IMHO, the distinction between an application and a library is not something that can generally be decided at packaging time. (You mention Jupyter Notebook as an example.) Each user might have a different opinion on where to draw the line.

In many cases we have just a program written in Python, in which case its easy to say its an application and not a library. Sometimes, they package such programs using setuptools, providing importable modules. In this case it gets harder. And in this case I think we should put the package in python-packages.nix. We can then create a wrapper derivation so it behaves as an application. That way, we can offer a package as both as library and as an application.

What are the problems with exposing modules/libraries in profiles? I can think of a few, but they are not unsolvable. (You can cut yourself with a knife, but that doesn't mean we should stop using knives alltogether.)

As soon as we start exposing libraries, one might think we can imperatively install individual libraries. But what behaviour would you then expect if you use nix-shell with other Python libraries.

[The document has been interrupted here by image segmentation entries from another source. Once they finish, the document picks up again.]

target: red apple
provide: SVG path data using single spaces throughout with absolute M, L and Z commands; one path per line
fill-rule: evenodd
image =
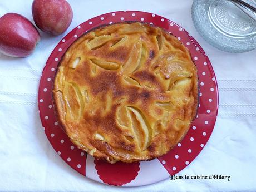
M 34 0 L 32 10 L 36 26 L 55 36 L 65 32 L 73 18 L 71 7 L 65 0 Z
M 40 41 L 38 31 L 26 17 L 9 13 L 0 18 L 0 52 L 12 57 L 27 57 Z

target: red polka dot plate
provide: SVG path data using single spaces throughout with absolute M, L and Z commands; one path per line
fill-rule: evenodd
M 75 147 L 58 125 L 55 116 L 51 90 L 58 62 L 66 50 L 83 33 L 101 24 L 137 21 L 154 24 L 176 36 L 190 51 L 198 67 L 200 101 L 197 118 L 188 134 L 169 153 L 149 161 L 110 164 L 94 159 Z M 216 78 L 208 57 L 196 41 L 177 24 L 155 14 L 119 11 L 104 14 L 82 23 L 57 45 L 43 69 L 38 92 L 40 118 L 45 134 L 57 154 L 83 175 L 109 185 L 134 186 L 152 184 L 169 178 L 189 165 L 200 153 L 213 130 L 218 113 Z M 156 174 L 156 173 L 157 174 Z

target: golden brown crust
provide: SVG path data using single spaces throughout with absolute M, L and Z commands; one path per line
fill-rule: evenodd
M 132 162 L 167 153 L 196 113 L 196 68 L 159 27 L 119 23 L 85 34 L 59 64 L 53 97 L 68 137 L 95 157 Z

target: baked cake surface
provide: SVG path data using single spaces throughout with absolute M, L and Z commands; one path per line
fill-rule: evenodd
M 198 104 L 196 68 L 176 37 L 140 22 L 102 26 L 66 51 L 53 97 L 79 148 L 113 163 L 150 160 L 185 135 Z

Should it include the ones installed in your profile, or not? Furthermore, what if we install modules that are built with a certain configuration, and others with another, incompatible configuration? With Nix we can easily prevent that from happening, but as soon as we allow/support libraries in a profile we cannot and start facing the same issues as other distro's (could) have.

I think this is similar to the "plugin" problem in NixOS, which I think is not that big of a problem after all. Because I don't think it hurts that much to allow programs to look in $NIX_PROFILES. The funny thing is that NixOS is quite inconsistent in that regard today. Python does not look in $NIX_PROFILES, but Perl and a few other do.

The issue is indeed quite similar as the "plugin" problem. As I wrote in the previous section, problems become a lot harder to trace because suddenly your current profile starts playing a role.

Ok, so I guess this is a bad place to discuss then. Just wanted to let you know I read your message above.